Drop Signature Series Islay Night hands-on: A $349, arrow-free experience

Drop Signature Series Islay Night hands-on: A $349, arrow-free experience

Enlarge (credit: Scharon Harding)

You can often tell a custom-made mechanical keyboard when you see it. The keycaps have a selection of colors, shapes and/or heights that you haven't seen united before. The owner swears the mechanical switches are something special, and they're all housed in a chassis of their favorite color, topped off with the perfect level of stabilizers, lubrication, and sound dampeners that you can't handpick with a prebuilt alternative. Drop, which sells parts to keyboard enthusiasts, knows that not everyone has the time, patience, or even skill to make something like this. Its line of prebuilt keyboards—from its $500 Paragon Series to its more attainable Expression Series and, in the middle ground, Signature Series—seek to bring that hand-assembled custom keyboard experience without requiring you to DIY.

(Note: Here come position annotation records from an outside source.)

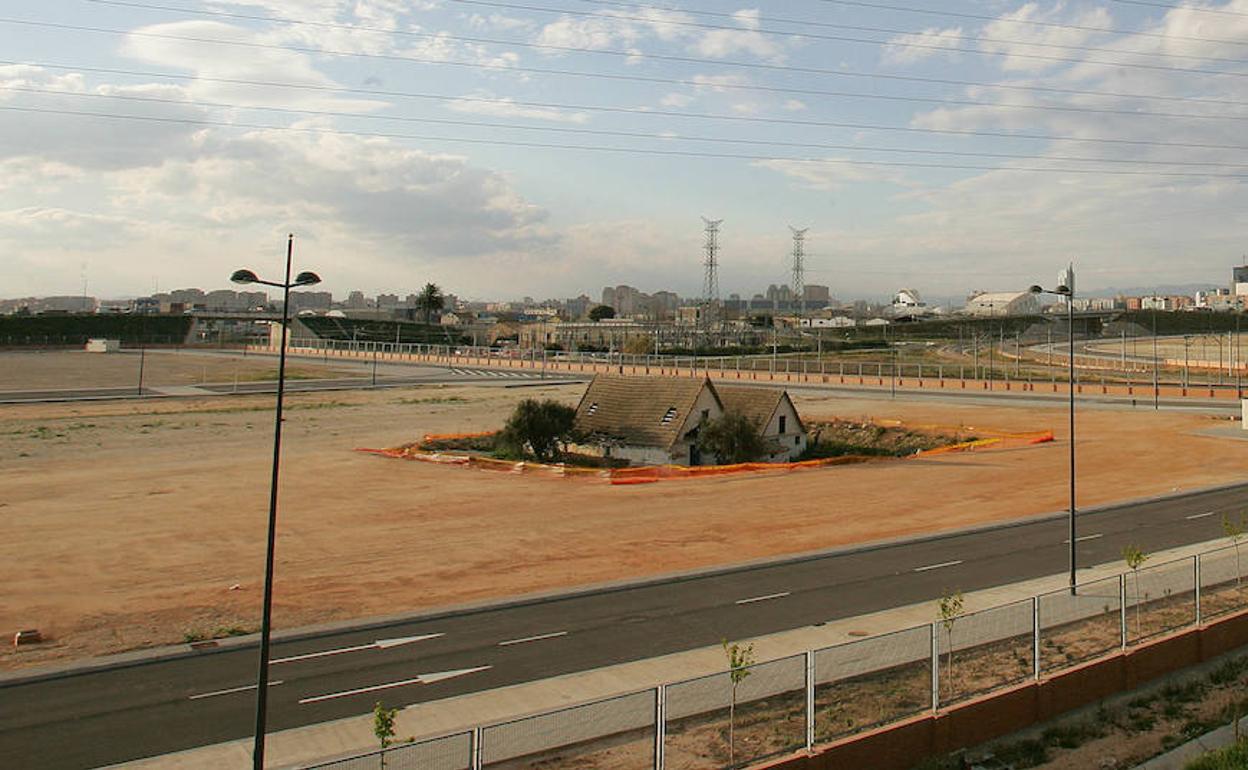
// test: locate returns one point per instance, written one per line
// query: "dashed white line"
(232, 690)
(538, 638)
(942, 564)
(753, 599)
(390, 685)
(1087, 537)
(381, 644)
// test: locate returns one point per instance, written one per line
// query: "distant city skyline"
(514, 151)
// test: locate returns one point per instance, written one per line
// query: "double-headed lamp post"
(305, 278)
(1065, 291)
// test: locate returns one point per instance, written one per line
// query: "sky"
(550, 147)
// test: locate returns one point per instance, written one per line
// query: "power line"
(904, 9)
(635, 111)
(699, 60)
(1183, 8)
(806, 23)
(648, 151)
(664, 136)
(647, 79)
(1027, 21)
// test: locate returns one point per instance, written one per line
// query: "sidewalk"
(313, 743)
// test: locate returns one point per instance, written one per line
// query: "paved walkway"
(302, 745)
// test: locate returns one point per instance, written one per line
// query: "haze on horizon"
(406, 141)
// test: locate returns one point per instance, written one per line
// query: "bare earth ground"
(39, 370)
(126, 524)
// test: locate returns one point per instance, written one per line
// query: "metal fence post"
(1196, 573)
(935, 669)
(810, 700)
(1122, 608)
(1035, 637)
(660, 724)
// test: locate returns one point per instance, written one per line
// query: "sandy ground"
(38, 370)
(127, 524)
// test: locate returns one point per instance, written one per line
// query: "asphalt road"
(95, 718)
(385, 380)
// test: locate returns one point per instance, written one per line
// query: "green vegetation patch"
(844, 438)
(1231, 758)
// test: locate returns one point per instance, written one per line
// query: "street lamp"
(303, 278)
(1065, 291)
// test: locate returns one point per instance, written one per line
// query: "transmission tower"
(799, 267)
(710, 283)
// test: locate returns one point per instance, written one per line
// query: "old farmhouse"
(654, 421)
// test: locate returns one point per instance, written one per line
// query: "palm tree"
(429, 300)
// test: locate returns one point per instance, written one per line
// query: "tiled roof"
(758, 404)
(639, 411)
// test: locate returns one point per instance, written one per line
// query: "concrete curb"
(1177, 759)
(137, 658)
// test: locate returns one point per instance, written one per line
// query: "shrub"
(541, 428)
(731, 438)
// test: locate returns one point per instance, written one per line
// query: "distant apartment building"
(311, 301)
(814, 292)
(577, 307)
(1097, 303)
(612, 333)
(49, 305)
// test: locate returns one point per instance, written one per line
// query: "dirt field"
(129, 524)
(38, 370)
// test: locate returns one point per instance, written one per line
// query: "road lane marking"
(1087, 537)
(751, 600)
(232, 690)
(390, 685)
(538, 638)
(381, 644)
(942, 564)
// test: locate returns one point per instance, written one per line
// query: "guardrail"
(833, 693)
(889, 376)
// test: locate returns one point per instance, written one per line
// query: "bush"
(538, 428)
(1232, 758)
(731, 438)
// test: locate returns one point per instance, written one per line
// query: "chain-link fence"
(778, 706)
(1160, 599)
(1080, 625)
(1223, 580)
(448, 753)
(872, 682)
(617, 733)
(728, 721)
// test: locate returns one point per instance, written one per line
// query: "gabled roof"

The Drop Signature Series Islay Night keyboard is, arguably, the most unique option among the seven added to the series last week, because it's a 60 percent keyboard. No function row, no numpad, and, especially, no arrow keys are a no-go for many. And its $349 price tag will get it kicked off even more buyers' lists. But if you're willing to splurge on a tiny keyboard like this, the Islay Night is a premium way to take part in hot mechanical keyboard trends like hybrid switches, diffused RGB, and a detachable USB-C cable without having to do any building. And you get to pay subtle tribute to Scotland as well.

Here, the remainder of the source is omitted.